Invoking Experts in Prompts: When Persona Framing Improves Results
Invoking an expert persona in prompts steers the model to adopt a relevant reasoning frame, yielding clearer explanations and better solutions.
I’ve spoken about this elsewhere, but going through my notes it’s interesting how early on we noticed that simply invoking an expert in a prompt could produce a really good response.
I found an old example where I was trying to build a better classifier to explain sentiment and things like that. The prompt was basically: “My machine learning professor told me how to build a classifier to tell the difference between sentence A and sentence B.” Then I gave sentence A as an example like: “refuse to be sick out there, kill this one at a time, LOL Claritin,” or “BF this, that worked very well.” The key point was that I wanted something that could tell the difference between a sentence that says something worked and a sentence that says it didn’t—even when there’s profanity or aggressive phrasing that could make it very easy to misread as “negative” when it’s actually “positive.”
And what I liked was that invoking a machine learning professor didn’t just help a little—it gave significantly better output. It wasn’t just “trying harder.” It gave the model a place in the embedding space to stand, a frame for how someone studying machine learning or natural language processing would evaluate the problem and what they’d call attention to.
That’s really one of the reasons those methods worked: there are many different ways to solve a problem. I can ask a plumber how to solve a leak. I can ask a hydraulicist how to solve a leak. I can ask a chemist how to solve a leak. Those answers will depend a lot on the nature of the leak.
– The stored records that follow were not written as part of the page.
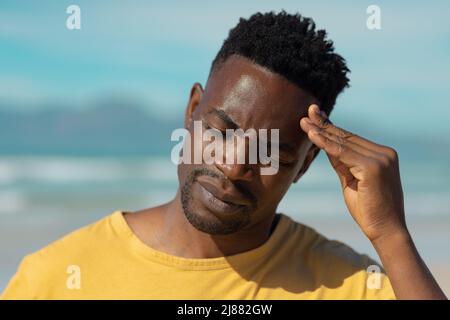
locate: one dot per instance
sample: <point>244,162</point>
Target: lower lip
<point>216,205</point>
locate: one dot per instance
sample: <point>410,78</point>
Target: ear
<point>310,156</point>
<point>194,100</point>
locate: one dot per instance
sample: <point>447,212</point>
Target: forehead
<point>255,97</point>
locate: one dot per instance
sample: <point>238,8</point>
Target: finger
<point>320,118</point>
<point>343,153</point>
<point>307,125</point>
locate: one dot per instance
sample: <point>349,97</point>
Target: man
<point>220,237</point>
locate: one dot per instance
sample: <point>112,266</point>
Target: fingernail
<point>316,108</point>
<point>314,131</point>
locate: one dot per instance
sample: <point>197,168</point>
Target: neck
<point>177,236</point>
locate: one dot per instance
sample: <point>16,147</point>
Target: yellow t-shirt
<point>106,260</point>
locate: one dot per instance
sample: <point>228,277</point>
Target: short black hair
<point>289,45</point>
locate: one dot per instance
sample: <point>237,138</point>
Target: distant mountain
<point>122,127</point>
<point>111,128</point>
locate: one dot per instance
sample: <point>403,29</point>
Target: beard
<point>209,223</point>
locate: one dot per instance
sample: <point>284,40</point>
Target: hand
<point>368,172</point>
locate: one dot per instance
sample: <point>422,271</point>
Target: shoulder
<point>39,270</point>
<point>335,265</point>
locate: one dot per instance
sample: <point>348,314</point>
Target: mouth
<point>221,200</point>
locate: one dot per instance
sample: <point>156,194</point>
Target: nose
<point>236,172</point>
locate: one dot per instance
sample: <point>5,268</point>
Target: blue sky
<point>154,51</point>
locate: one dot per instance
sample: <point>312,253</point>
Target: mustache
<point>219,175</point>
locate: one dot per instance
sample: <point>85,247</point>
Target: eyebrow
<point>222,115</point>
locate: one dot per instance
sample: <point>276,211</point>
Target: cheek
<point>276,186</point>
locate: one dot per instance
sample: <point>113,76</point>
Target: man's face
<point>224,198</point>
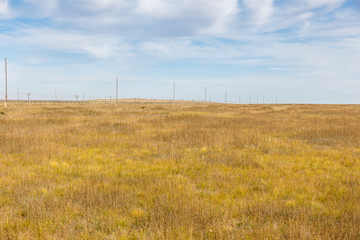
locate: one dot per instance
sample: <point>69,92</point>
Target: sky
<point>289,51</point>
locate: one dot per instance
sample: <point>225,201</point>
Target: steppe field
<point>183,171</point>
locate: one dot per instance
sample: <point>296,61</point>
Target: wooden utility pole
<point>205,93</point>
<point>5,83</point>
<point>117,90</point>
<point>174,93</point>
<point>29,94</point>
And it’s the same with bigger problems like sentiment. Sometimes I need a machine learning expert. Sometimes I need someone who’s an expert in natural language processing. Sometimes I need a psychoanalyst. That’s what the “invoking an expert would solve this problem” idea was really showing: the persona isn’t just decoration—it’s a way of selecting what kind of explanation, what kind of distinctions, and what kind of solution path the model should try to produce.
In those early-stage prompts—back in summer 2020—you can see the pattern clearly. You had to say, “Hey, this person solved this problem for me, and this was the explanation,” and that served as the invitation to the model to actually solve the problem in that mode.